I am in hysterics over this blog today from English author Jenny Colgan's trip to her local Antibes library children's section. If I did believe for one moment that French children were better behaved and less incliend to throw food I might think the explanation lay in these horrifying, terrifying literary works. Making Roald Dahl look perfectly well balanced! http://www.guardian.co.uk/books/gallery/2012/may/30/terrifying-french-childrens-books-in-pictures#/?picture=390846392&index=3
Sorry, but both Jenny Colgan and you should actually read a few of these books (some of them written by English authors anyway) in order to find out that the cover doesn't mimic the content. These books are written with a lot of humor and love, adress sensitive issues for children and are in no way aimed at the cheap "shock-effect" to sell
But perhaps the comment, although a generalization I must admit, left by "Lavengro" on that blog says a lot:
"In all sorts of ways (starting with eating habits), Anglophones have problems realizing that kids are small people rather than fluffy toys.
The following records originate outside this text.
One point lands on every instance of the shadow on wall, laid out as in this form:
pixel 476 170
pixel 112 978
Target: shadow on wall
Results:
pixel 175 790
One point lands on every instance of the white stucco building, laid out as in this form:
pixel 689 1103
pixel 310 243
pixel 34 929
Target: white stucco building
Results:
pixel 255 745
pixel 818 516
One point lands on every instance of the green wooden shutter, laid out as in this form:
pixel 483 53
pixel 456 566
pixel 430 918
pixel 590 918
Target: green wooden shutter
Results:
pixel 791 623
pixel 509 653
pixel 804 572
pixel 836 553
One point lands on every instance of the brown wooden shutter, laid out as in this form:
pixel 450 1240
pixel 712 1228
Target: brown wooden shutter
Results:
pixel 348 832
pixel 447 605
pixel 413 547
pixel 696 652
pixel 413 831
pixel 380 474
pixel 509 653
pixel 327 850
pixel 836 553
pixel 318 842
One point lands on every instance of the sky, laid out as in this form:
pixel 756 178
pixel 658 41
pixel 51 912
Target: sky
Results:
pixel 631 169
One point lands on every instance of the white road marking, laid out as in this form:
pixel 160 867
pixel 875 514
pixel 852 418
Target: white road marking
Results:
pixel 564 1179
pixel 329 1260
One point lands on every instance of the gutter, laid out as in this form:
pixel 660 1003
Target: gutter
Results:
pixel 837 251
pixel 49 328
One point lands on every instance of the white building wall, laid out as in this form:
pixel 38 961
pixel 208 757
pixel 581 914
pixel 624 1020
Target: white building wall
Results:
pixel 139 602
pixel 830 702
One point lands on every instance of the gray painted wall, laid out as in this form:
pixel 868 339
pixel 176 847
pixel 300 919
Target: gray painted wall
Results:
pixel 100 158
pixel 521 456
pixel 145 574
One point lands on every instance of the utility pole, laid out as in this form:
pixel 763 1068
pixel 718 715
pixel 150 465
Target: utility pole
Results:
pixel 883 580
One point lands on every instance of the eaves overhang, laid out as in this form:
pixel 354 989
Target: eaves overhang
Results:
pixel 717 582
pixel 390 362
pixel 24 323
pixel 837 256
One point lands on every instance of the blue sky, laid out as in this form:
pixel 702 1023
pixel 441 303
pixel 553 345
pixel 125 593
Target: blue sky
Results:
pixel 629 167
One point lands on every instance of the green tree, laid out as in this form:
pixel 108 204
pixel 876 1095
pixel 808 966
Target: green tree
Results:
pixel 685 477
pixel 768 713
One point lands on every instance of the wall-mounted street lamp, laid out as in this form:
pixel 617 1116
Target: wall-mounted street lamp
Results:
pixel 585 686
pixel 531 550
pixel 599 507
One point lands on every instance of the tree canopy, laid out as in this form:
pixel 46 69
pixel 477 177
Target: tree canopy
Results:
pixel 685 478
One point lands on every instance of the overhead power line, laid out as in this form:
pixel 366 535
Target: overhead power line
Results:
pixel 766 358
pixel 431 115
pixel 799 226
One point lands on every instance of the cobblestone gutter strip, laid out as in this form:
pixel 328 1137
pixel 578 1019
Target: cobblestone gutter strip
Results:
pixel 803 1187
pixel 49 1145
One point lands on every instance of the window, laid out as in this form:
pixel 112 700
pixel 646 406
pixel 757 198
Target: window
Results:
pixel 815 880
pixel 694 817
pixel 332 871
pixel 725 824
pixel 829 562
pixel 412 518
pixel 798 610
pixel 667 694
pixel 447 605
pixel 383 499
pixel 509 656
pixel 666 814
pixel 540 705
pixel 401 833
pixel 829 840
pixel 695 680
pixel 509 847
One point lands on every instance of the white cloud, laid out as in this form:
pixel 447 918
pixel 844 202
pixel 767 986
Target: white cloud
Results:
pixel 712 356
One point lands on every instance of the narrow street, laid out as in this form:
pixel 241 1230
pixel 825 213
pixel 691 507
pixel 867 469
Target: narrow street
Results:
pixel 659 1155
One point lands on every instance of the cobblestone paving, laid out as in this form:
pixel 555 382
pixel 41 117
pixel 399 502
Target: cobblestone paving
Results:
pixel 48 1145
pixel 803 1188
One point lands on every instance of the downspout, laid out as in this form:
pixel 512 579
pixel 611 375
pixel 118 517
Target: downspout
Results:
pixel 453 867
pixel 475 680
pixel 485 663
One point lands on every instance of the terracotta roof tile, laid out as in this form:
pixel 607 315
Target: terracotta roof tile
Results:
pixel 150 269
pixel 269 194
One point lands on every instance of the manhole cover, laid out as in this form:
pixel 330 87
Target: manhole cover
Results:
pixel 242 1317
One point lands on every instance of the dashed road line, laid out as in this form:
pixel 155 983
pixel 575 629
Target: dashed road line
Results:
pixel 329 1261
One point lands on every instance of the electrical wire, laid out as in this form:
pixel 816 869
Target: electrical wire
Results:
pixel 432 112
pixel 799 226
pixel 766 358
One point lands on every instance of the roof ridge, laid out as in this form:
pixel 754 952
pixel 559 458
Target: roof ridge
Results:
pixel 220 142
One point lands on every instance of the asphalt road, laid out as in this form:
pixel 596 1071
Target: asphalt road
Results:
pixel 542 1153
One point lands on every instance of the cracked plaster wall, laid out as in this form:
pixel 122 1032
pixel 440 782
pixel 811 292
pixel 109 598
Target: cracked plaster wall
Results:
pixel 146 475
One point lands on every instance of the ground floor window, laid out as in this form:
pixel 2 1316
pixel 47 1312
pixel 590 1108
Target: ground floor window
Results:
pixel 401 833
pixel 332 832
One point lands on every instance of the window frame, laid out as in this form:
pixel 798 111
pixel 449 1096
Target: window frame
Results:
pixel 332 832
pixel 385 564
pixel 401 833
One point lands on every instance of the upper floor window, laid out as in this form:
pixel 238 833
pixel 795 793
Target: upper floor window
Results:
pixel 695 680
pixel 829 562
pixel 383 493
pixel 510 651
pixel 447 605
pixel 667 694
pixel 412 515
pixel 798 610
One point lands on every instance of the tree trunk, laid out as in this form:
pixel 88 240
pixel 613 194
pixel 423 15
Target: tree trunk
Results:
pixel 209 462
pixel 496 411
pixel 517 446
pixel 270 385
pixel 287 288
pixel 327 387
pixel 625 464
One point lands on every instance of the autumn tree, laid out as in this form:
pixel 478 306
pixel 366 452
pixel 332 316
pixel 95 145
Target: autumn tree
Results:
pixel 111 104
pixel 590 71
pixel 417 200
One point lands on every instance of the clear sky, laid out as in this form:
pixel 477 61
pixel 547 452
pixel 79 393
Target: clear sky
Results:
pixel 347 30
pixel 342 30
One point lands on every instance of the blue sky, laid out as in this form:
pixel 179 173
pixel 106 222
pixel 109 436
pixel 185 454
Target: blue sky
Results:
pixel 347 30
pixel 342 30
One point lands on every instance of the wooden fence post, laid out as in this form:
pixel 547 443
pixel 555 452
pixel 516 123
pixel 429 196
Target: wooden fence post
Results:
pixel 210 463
In general, French kids eat real food at real tables with their families and friends. They take part in real conversations, and are listened to. They are integrated in the real world from the outset, protected but not so overprotected that thinking for themselves emerges suddenly as a daunting, and often terrifying, challenge in late adolescence. This all helps ensure they grow up balanced and responsible. I have family in France and England, and the difference is staggering."
oops inclined... must learn to type!